Access the Pi-hole Dashboard
In your browser, go to:
http://<Pi-IP-address>:80/admin
Here you can enter the password that was given to you to log in.
You will now see the Pi-hole dashboard.

Now you should see your Pi-hole dashboard, which gives you stats like the number of queries blocked, the top sites and devices blocked and how many domains you’re blocking. You’ll notice that most of these are zero at the moment, and that’s because we haven’t told our router to use the Pi-hole as our DNS server, so let’s do that next.
Configure Your Router to Use Pi-hole as DNS
This step again depends a bit on the router you’re using, but you typically need to log in to your router again and then find a page or setting called DNS. This page should have the options to set a primary and secondary DNS server. Set these both to your Pi’s IP address. Some routers have weird rules guiding when they use the primary and secondary servers, so it’s most reliable to just set both of them to the Pis.

And that’s the basic setup complete, and your ad blocker should now be working.
Verify That Pi-hole Is Working
To check that your Pi-hole is working, visit a website that normally displays ads. Firstly, and obviously, you should not see any ads on the page. As a secondary check, go to your Pi-hole dashboard and check that the counters are increasing.
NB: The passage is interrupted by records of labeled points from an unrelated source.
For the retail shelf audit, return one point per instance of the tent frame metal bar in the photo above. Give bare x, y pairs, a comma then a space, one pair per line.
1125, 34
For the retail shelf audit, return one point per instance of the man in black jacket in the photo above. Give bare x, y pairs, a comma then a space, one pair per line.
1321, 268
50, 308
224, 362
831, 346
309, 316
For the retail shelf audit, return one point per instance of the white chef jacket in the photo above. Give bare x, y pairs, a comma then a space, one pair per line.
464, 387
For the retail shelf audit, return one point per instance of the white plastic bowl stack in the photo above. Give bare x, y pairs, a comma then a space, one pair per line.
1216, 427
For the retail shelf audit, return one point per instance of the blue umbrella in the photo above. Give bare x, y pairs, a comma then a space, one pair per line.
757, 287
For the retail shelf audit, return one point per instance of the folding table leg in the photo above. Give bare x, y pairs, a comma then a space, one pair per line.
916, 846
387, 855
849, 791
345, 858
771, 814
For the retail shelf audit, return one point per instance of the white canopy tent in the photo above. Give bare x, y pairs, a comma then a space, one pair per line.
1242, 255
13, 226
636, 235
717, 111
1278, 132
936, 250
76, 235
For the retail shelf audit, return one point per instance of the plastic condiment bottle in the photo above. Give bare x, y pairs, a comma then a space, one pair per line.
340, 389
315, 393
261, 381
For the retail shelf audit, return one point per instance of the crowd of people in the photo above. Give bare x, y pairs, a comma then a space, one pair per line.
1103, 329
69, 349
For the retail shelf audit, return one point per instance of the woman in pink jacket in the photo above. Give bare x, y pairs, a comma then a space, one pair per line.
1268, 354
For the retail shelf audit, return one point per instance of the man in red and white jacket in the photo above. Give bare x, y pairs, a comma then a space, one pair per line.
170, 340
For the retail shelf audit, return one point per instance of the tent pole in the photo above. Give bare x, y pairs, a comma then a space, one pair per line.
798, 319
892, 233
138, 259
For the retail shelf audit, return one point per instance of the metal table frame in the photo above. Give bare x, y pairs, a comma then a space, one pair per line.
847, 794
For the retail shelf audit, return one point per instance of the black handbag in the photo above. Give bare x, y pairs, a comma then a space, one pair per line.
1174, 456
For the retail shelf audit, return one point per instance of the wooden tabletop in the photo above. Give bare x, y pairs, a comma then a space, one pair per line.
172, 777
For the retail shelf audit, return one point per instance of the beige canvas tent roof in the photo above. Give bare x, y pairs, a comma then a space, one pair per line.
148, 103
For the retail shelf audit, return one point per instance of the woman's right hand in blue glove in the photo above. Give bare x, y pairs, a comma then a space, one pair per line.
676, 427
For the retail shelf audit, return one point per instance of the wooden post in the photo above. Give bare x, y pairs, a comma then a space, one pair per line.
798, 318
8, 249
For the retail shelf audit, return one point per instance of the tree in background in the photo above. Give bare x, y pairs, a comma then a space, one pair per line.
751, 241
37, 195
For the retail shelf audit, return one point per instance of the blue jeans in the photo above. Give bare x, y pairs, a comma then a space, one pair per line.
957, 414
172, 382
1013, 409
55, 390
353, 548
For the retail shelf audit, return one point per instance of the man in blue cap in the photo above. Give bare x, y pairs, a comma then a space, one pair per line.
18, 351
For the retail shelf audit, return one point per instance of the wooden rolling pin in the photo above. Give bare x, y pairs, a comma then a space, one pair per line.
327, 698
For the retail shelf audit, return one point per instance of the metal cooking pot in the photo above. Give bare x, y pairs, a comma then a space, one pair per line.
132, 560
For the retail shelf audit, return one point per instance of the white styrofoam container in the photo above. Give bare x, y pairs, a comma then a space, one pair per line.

We’ve had 733 requests, 214 blocks and that means over a quarter of all requests are being blocked, mostly because I’m intentionally going to a site that I know serves ads.

If we temporarily turn the blocklist off, you can see we now have ads on the same page that we visited earlier.
So now we’ve got an ad blocker working for all devices on our home network.
But as soon as I take my phone or laptop away from home, I’ll start seeing ads again. So that’s where Tailscale comes in. Tailscale provides a way for your devices to access your Pi-Hole remotely, so all of your DNS queries from your devices will still be sent through your Pi-Hole even when you’re not at home.
Install Tailscale on the Pi
To install Tailscale on your Pi, loging through SSH and run these two commands:
curl -fsSL https://tailscale.com/install.sh | sh
Wait for the setup process to complete, then run;
sudo tailscale up

Once complete, it’ll tell you to go to an address to register the device to your Tailscale account. If you don’t have an account, you’ll need to create one.

Configure Your Pi & Tailscale
Once your Pi-hole is added to your Tailscale network, we need to tell Pi-hole to listen on Tailscale.
Open up your Pihole dashboard and go to Settings, then DNS. You might need to enable or disable Expert mode to see the right bar.
Check Permit All Origins and then Save/Apply

Then head back over to Tailscale and note your Pi-Hole’s Tailscale address.

Then go to the DNS tab.
Scroll down to nameservers and click add name server. Enter your Pi-hole’s Tailscale address and leave the default selections. Click save. Then enable Override DNS servers, and also make sure that MagicDNS below is enabled.

And that’s it as far as setup goes.
Now all of your devices connected to your Tailscale network will have their ads blocked, wherever they are. With it set up on my iPhone. If I’m on my home network, then ads are blocked, and if I turn off WiFi as if I’m away from home, ads are still blocked, now through Tailscale.

Setting a device up on Tailscale depends on the device, but is usually as simple as downloading an app from the device’s App Store, logging in and following a couple of prompts.
You Now Have A Global Ad Blocker
You now have a fully self-hosted, global ad blocker running on a tiny Raspberry Pi Zero W.
It protects you whether you’re at home or on the move, filtering ads and trackers on any device you connect to your Tailscale network, from phones and tablets to laptops and desktops. Best of all, you’re in complete control of the entire setup. There are no subscriptions, no third-party services deciding what gets blocked, and no limits on how far you can customise it.


You can tweak blocklists, monitor traffic, add new devices, and expand the system as your needs change, all while knowing exactly where your data is going and how it’s being handled.